Even Schubert's memory was creative. The Mozart melody is sung by Pamina as she regains consciousness after the spellbinding peal of magic bells has in every sense transported the slaves. Her words express a direct allegorical response to a glimpse of an earthly paradise. So does Schubert's Goethe setting, which like its text is designed to evoke a golden age of German folksong. The translation from the original Mozartian into the Schubertian vernacular, from courtly wisdom to rustic innocence, Zauberflöte to Wunderhorn, sensibly retains this expression unchanged.

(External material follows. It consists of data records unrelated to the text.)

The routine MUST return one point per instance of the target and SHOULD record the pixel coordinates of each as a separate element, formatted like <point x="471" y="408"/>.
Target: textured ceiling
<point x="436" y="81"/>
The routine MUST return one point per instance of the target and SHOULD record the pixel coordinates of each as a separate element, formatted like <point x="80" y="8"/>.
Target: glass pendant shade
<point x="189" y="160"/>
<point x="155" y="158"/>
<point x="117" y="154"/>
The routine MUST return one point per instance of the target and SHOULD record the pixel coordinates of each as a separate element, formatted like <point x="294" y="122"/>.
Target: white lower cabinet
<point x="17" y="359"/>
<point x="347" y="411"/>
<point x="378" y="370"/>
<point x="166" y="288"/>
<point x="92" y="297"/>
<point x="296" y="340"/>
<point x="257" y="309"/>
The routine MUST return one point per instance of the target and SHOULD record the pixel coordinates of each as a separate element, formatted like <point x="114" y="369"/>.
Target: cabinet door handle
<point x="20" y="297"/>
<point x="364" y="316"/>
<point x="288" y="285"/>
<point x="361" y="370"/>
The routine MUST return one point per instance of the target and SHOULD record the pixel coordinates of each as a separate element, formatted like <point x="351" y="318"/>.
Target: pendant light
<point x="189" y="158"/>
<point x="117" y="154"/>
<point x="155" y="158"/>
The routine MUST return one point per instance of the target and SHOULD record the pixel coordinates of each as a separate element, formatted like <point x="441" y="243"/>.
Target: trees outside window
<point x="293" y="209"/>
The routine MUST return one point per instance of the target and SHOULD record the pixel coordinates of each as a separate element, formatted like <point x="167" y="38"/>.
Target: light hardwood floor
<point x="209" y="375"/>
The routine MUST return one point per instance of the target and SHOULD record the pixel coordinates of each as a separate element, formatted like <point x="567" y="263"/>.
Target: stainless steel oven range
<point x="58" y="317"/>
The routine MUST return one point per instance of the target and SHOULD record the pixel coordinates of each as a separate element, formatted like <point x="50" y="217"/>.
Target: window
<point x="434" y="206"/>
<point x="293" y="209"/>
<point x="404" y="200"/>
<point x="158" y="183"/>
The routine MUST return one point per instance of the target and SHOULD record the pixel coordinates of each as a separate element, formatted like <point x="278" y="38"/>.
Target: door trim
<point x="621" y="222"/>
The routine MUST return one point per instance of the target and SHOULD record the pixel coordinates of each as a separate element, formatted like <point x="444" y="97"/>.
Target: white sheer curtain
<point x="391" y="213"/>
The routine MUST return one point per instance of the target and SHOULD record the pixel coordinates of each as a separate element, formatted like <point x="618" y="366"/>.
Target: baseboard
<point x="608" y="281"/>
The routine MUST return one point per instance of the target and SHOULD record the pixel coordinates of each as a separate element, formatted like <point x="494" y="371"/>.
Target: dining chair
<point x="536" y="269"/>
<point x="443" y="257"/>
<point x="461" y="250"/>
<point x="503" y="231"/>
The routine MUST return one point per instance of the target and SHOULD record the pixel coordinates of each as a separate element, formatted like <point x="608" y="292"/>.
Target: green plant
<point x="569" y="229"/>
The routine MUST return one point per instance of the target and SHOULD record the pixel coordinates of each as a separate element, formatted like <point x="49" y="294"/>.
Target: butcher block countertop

   Other equally clear echoes have been recorded; thus Hanslick heard an “almost comic” reminiscence of Sarastro in a Schubert Stabat mater (no doubt D383 no. 8 of February 1816). Analogous overtones linger among the lieder ascribed to 1816 - (e.g. D342, 350, 465): By September of that year the love-song texts have assumed autumnal tints, and the “Flute” music sounds sadly valedictory - literally so in Der Sänger am Felsen D482. Its theme is the rejection of proffered love; each verse begins “lament, my flute”; the piano prelude is marked “Flute”. Most explicit of all is the Lied des Orpheus, als er in die Hölle ging D474, also of September 1816. Here the “Flute” resonances sound so plainly and plaintively as to suggest some strong personal feeling and identification.

   Schubert might justifiably have pictured himself as Orpheus, the demi-god of accompanied song; he unselfconsciously offers just such a comparison in one of his letters. Orpheus in turn can readily be equated with Prince Tamino, whose music tames and enchants wild beasts, and who sets forth to rescue his beloved from dire peril. He finds Sarastro's realm in every sense forbidding; its guardians cry “Go back!”. Those tones begin Lied des Orpheus D474; its prelude can be heard trying out the doors of Hades and being rebuffed (ex.3).

 

   In November 1816 there followed the sweetly resigned Am Grabe Anselmos D504, which to ears attuned to Die Zauberflöte shares the bereaved sentiments of the Queen of Night's Largo aria in Act 1; again there are poetic as well as musical affinities. Schubert copied this song out for Therese; he too was not far from a final fond farewell.

   In all these and many other examples the mechanical models of Zumsteeg and the rest are animated and articulated by Mozartian motifs. But even these are of course no more than means to a wholly Schubertian end, namely the expression of passionate personal feelings about poetry and people.